I'm inclined to recommend that a better way to rely on the compiler-generated copy and move functions is to expressly say that they do the right thing--to define them via =default:
class Widget {
public:
  Widget(const Widget&) = default;
  Widget(Widget&&) = default;

  Widget& operator=(const Widget&) = default;
  Widget& operator=(Widget&&) = default;

  ...
};
With this approach, the spirit of the Rule of Zero remains: classes that don't manage resources should be designed so that the compiler-generated functions for copying, moving, and destruction do the right things. But instead of expressing this by not declaring those functions, it's expressed by declaring them explicitly and equally explicitly opting in to the compiler-generated implementations.

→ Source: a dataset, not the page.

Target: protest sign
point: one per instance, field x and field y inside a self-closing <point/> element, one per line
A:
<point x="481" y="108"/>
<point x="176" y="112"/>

What do you think? Does this advice make sense? Should the Rule of Zero perhaps be the Rule of the Five defaults?

Thanks,

Scott

Saturday, March 8, 2014

If braced initializers have no type, why is the committee so insistent on deducing one for them?

I'm one Item away from having five full draft chapters for my book on effective use of C++11 and C++14. That's one Item away from being about 75% done. I'd really like to get that Item behind me.

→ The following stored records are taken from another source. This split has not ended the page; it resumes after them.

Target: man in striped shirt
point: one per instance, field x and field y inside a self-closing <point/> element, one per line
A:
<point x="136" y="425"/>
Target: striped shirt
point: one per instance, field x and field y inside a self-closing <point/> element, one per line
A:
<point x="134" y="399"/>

The prospective Item title is "Distinguish () and {} when creating objects." I've put off writing it for months, because, frankly, I think the technical situation is a mess, and the advice I have isn't as helpful as I'd like. There are a number of aspects to the mess, but part of the problem is that a braced initializer such as "{ 10, 20, 30}" has no type, yet the C++11 and C++14 standards insist on deducing one for it. But only sometimes. Not always. Not for template arguments. Not for function return types. Not for auto parameters to lambda expressions. Only for auto variables. Which is why this is the case:

auto x = { 5 };    // "{ 5 }" has no type,
                   // but x's type is std::initializer_list

In this area, the standard makes no distinction between copy initialization (using "=", as in the example above) and direct initialization (without "=", as in the example on the next line), so:

auto y { 5 };      // y's type is also std::initializer_list

I've never understood why there's a special type deduction rule for braced initializers in the context of an auto variable, but, hey, I'm just a grunt on the ground. My job isn't to make the rules, it's to report them. 

There's an Item in my draft book devoted to the interaction of auto variables and braced initializers, because that interaction confuses everybody. Even so-called experts like me and Herb Sutter have known the thrill of publishing blog posts with incorrect code, because we forgot that 

int x1 = 5;
int x2(5);
int x3{ 5 };
int x4 = { 5 };

all do the same thing, but

auto x1 = 5;       // deduced type is int
auto x2(5);        // deduced type is int
auto x3{ 5 };      // deduced type is std::initializer_list
auto x4 = { 5 };   // deduced type is std::initializer_list

don't.

The committee is not unaware of this issue. The abstract for N3681 says, "This paper proposes to change a brace-initialized auto to not deduce to an initializer list..." That is, it proposes getting rid of type deduction for a construct that doesn't have a type and thereby eliminating a provision of C++ that confuses everybody. (As you can probably tell, I'm in favor of this proposal.)

The successors to N3681, N3912 and N3922, propose getting rid of this behavior only for direct initialization, thus introducing, in my view, even more confusion into an area that already has plenty. Under the proposed new rules, this would be the situation:

auto x1 = 5;      // deduced type is int
auto x2(5);       // deduced type is int
auto x3{ 5 };     // deduced type is int
auto x4 = { 5 };  // deduced type is std::initializer_list

Can somebody please explain to me why it' s so important to have a special rule for deducing a type for a braced initializer list for auto variables using copy initialization, but not important enough for auto variables using direct initialization, auto parameters to lambda expressions, or auto function return types?